According to the GDPR, organizations are obliged to take technical and organizational measures to protect personal data against, for example, loss or unlawful use. In addition, 2 obligations have been introduced in the GDPR: privacy by design and privacy by default.
Privacy by design means that when designing its products and services, the organization ensures that personal data is properly protected and that as little data as possible is processed. The latter means only those data that are necessary for the purpose of the processing.
Privacy by default means that the organization must take technical and organizational measures to ensure that it only processes personal data in the standard privacy setting (of websites, apps, electronic forms, etc.) that are necessary for the specific purpose that it wants to achieve. Below are two examples:
- If you offer an online forum, the most privacy-friendly setting should be the default.
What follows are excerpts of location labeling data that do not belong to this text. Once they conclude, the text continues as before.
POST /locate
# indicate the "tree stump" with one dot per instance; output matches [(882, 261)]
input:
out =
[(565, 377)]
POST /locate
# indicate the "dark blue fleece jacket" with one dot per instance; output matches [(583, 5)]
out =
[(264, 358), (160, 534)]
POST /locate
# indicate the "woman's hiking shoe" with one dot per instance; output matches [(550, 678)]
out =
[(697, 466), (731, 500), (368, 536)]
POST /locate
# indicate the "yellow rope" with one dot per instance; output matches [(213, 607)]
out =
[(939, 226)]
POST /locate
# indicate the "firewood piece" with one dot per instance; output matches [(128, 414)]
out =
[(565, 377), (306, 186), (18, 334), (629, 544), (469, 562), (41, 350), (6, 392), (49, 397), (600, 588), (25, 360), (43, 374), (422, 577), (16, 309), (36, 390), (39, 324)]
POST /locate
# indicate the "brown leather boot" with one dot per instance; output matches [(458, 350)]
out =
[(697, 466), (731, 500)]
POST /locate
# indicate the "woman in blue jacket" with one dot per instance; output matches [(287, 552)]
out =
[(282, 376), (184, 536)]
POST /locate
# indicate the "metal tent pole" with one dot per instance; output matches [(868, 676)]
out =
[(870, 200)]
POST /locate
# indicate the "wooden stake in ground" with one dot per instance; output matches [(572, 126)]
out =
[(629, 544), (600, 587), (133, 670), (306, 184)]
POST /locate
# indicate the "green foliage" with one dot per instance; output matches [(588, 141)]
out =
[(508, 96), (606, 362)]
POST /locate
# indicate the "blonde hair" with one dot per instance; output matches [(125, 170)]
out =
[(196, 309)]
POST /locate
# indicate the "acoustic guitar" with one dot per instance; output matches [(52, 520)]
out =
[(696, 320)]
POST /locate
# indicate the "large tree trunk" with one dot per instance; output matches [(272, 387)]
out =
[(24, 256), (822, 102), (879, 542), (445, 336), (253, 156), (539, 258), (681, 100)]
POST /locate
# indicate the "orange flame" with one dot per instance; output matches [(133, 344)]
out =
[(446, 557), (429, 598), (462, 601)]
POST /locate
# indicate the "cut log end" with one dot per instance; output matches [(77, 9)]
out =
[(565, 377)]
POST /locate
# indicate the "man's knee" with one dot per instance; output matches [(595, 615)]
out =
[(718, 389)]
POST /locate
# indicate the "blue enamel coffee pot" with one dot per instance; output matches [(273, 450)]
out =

This is, for example, the setting where the forum member is anonymous, so that other forum members cannot see who posts the messages. The forum member must then (consciously) choose to make his or her personal data public Derecho al olvido ley españa.
- If someone wants to sign up for an activity or the newsletter, or wants to donate money, you may not ask for more information than is necessary for the implementation of the registration or the donation.
TO DO
Map out for each processing which technical measures you can take to process as little personal data as possible. See whether personal data can be destroyed, anonymized or encrypted or should be better protected. Implement the measures.
Check per processing whether you only ask for data that is really necessary for the specific purpose in the standard privacy setting (of, for example, your website, web applications or forms). Delete the fields for the unnecessary data.
The GDPR obliges you to report data breaches. All data breaches must be documented in a register. With this documentation, the Dutch Data Protection Authority must be able to check whether the reporting obligation has been complied with.
There is a data breach if a security incident has occurred, in which personal data has been lost and/or where the unlawful use thereof cannot be ruled out. Examples include: loss of a USB stick, theft of a laptop, burglary by a hacker.
The data breach must be reported immediately, within 72 hours, to the Personal Data Authority, unless it is unlikely that the data breach will lead to a high risk for the rights and freedoms of the data subjects. It is important here what kind of personal data has been leaked. If special personal data, such as health data, have been leaked, notification is usually necessary.
If the data breach is likely to cause a major risk to the rights and freedoms of the data subjects, the data breach must also be reported to the data subject.